From the April 2016 Desktop News |A UA professor and graduate student are developing a map of Florida Bay in Everglades National Park in order to help the U.S. National Park Service conserve the fragile environments and animal population within it.
Dr. Michael Steinberg, an associate professor in New College and the Department of Geography, said the map is crucial to slowing the habitat damage caused by boats and other external, man-made forces.
“If you have a lot of boat traffic through the bay, the wakes can destroy nesting sites for birds and sea turtles,” Steinberg explained. “The large population of manatees in the bay are also at risk because of the powerful outboards on these boats.”
The Bonefish and Tarpon Trust commissioned and funded the map to help the National Park Service, which hopes to use the map in order to establish “pole and troll” zones in Florida Bay to minimize boat traffic.
Brad Bates, Steinberg’s graduate assistant and a master’s student studying geography, said that prop scars from boat motors play a part in the destruction of essential turtle grass beds as well. Turtle grass takes seven years to grow back, so when it is destroyed, the sands at the bottom of the bay can become mobile.
“The absence of seagrass causes more wave activity that can destroy habitats,” Steinberg said. “And that’s when you start getting into trouble.”
Steinberg compared it to erosion and desertification on land, with the water currents acting like the wind in deserts.
“Once the current and the tide interact with these barren areas, it’s really hard for seagrass to grow back, and that leads to more destruction and erosion in those areas,” he said.
Steinberg and his team don’t just look at satellite images to map the Florida Bay, they actually go to the affected sites themselves to see what is happening. They call the process ground-truthing.
“Satellite images can be very accurate, but even with really good images, you still have to ground-truth certain things,” he said. “But this is a perfect example of spatial technology helping to protect and sustainably manage the environment.”
According to Steinberg and Bates, satellite images can be compromised by things such as cloud cover or a poor picture in one section.

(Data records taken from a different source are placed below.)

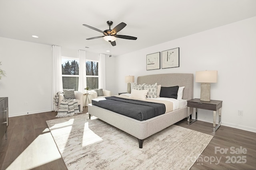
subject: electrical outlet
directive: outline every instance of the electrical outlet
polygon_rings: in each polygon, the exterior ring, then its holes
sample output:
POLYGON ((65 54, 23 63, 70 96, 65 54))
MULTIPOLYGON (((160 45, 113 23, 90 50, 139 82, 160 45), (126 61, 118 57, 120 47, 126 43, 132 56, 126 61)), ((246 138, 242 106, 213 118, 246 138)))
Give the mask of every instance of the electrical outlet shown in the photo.
POLYGON ((244 111, 242 110, 238 110, 238 116, 243 116, 244 115, 244 111))

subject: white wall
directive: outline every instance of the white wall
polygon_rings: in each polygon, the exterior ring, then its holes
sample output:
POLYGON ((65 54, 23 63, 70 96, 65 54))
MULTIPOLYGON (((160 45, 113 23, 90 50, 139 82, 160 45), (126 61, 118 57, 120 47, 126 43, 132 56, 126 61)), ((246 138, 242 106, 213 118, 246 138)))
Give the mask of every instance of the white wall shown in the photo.
MULTIPOLYGON (((222 125, 256 132, 256 17, 115 57, 116 88, 126 91, 124 76, 165 73, 218 70, 211 84, 211 99, 223 101, 222 125), (180 67, 146 70, 147 54, 180 47, 180 67), (238 110, 244 116, 238 116, 238 110)), ((194 97, 200 98, 200 84, 194 83, 194 97)), ((198 119, 212 122, 212 111, 199 110, 198 119)))
MULTIPOLYGON (((78 57, 78 49, 62 47, 62 55, 78 57)), ((99 55, 87 51, 86 58, 98 60, 99 55)), ((51 110, 51 45, 0 37, 0 61, 7 74, 0 97, 8 97, 9 117, 51 110)))
POLYGON ((50 111, 52 47, 0 37, 0 96, 8 97, 13 117, 50 111), (28 105, 25 105, 27 102, 28 105))

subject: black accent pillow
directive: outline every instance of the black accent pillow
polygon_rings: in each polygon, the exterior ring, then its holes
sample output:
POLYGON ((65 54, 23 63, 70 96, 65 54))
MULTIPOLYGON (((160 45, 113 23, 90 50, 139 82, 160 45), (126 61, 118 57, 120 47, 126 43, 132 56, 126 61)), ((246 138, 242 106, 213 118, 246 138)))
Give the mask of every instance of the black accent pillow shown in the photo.
POLYGON ((172 87, 161 87, 160 97, 173 98, 177 99, 178 86, 172 87))

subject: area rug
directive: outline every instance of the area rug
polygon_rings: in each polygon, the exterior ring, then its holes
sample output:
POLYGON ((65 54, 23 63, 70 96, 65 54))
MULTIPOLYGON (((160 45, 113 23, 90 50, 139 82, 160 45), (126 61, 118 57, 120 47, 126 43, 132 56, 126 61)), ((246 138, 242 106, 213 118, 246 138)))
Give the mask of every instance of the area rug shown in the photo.
POLYGON ((140 149, 135 137, 86 114, 46 123, 68 170, 188 170, 213 137, 174 125, 140 149))

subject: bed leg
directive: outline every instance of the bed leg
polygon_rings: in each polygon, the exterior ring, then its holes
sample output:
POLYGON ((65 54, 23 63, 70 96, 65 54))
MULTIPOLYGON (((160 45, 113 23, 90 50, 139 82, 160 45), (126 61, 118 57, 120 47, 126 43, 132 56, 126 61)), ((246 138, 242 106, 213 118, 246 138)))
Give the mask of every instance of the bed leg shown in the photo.
POLYGON ((138 141, 139 142, 139 147, 140 148, 142 148, 144 139, 139 139, 138 138, 137 138, 137 139, 138 139, 138 141))

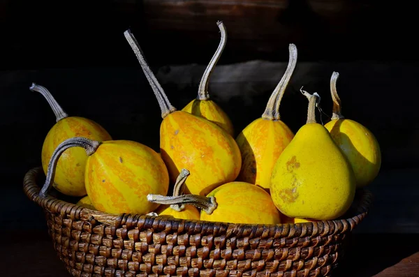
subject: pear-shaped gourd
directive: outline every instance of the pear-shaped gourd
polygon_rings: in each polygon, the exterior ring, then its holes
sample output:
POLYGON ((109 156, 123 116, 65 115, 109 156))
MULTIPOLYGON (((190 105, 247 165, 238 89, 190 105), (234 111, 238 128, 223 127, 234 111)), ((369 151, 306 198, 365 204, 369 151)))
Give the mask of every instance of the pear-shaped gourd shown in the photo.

By going to the site and performing the ground-truthing, Steinberg said they learned more about the importance of these areas not only to the animals but also the humans that call Florida Bay home.
“Sport fishing and nature tourism represent millions of dollars to the south Florida economy,” Steinberg said, “so it is critical that we manage the environment sustainably to maintain these benefits and the environment.”